We Should All Be More Afraid of Driving
I thought I saw something in the road.
It was after 1 a.m. one night in April 2016, and I was heading home from a friend’s house on the outskirts of Atlanta. From a distance, the dark spot looked like an oil stain. Then she turned her head and my headlights lit her face. A woman in dark clothing was standing in my lane on Interstate 75. I pounded the brake, but I was too late.
Her body crashed into my windshield and her head hit the top of my car before she landed, crumpled, in the middle of the highway. When my car finally stopped, I raced over to her. I felt sure she was dead. But when I reached down to pick her up off the road, she moved.
After the police arrived, an officer took me aside and told me how the investigation would go. The police would impound my car, and if, after 24 hours, it appeared the woman would live, they’d release the vehicle.
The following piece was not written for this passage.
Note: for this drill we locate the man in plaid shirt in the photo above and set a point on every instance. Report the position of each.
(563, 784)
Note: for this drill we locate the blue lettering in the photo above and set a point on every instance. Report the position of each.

If she died, or appeared likely to die, investigators would need to test the car’s computer system to make sure the data aligned with my statements.
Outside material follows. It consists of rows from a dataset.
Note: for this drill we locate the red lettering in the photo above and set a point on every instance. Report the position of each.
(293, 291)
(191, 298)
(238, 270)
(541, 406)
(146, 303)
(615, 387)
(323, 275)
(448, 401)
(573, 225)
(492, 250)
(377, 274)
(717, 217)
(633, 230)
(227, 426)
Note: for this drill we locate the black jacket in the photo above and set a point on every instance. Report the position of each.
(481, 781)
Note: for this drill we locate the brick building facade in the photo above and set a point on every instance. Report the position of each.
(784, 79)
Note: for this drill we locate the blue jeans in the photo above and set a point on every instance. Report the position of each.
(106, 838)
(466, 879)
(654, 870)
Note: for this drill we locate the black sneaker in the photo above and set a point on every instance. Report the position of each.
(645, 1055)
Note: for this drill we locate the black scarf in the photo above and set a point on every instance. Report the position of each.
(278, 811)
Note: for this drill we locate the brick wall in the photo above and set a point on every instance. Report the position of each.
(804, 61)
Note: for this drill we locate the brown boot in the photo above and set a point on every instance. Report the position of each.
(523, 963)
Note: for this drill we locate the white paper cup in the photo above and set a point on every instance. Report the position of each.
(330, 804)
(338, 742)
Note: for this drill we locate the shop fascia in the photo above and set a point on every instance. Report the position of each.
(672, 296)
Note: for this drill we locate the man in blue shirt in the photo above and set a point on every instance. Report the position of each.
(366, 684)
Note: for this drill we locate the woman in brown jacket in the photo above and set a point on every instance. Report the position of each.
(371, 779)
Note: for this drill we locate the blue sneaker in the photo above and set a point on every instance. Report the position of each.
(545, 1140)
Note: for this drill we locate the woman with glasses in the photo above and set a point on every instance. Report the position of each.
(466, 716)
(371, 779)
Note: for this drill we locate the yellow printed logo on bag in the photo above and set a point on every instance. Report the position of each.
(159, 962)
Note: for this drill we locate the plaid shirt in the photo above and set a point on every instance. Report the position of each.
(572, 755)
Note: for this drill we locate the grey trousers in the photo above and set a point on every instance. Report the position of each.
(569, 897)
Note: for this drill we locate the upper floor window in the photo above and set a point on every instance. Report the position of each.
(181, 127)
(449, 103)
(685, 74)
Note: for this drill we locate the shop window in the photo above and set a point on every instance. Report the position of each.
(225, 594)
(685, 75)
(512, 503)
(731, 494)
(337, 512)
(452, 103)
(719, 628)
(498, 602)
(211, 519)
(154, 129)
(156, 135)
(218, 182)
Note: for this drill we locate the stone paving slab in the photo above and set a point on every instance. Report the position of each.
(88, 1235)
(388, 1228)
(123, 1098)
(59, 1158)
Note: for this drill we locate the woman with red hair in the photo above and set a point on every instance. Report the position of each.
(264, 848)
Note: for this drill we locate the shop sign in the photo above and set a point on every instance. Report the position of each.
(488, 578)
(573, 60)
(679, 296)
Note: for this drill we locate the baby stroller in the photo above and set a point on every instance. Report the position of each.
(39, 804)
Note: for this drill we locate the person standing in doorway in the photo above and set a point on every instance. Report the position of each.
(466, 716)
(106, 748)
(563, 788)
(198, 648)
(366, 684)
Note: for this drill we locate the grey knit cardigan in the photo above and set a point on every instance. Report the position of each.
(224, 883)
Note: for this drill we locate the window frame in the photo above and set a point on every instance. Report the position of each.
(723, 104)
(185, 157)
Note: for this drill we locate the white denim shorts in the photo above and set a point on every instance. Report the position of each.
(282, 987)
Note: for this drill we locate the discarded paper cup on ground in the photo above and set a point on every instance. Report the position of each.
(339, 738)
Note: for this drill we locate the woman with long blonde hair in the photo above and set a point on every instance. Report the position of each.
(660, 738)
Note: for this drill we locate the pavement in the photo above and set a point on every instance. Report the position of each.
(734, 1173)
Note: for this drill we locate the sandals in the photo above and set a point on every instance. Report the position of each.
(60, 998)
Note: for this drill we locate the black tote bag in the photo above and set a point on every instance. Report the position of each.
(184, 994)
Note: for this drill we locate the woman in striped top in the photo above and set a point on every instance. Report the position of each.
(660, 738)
I spent the next day on the couch, trying not to cry when people called to check on me. Everyone said the same thing: It wasn’t my fault. A police officer on the scene said it. Two men who’d seen the impact from the next lane over said it. The tow-truck driver did too. But I couldn’t stop seeing the woman hitting the windshield, seeing myself slamming down on the brake. Why didn’t I just swerve?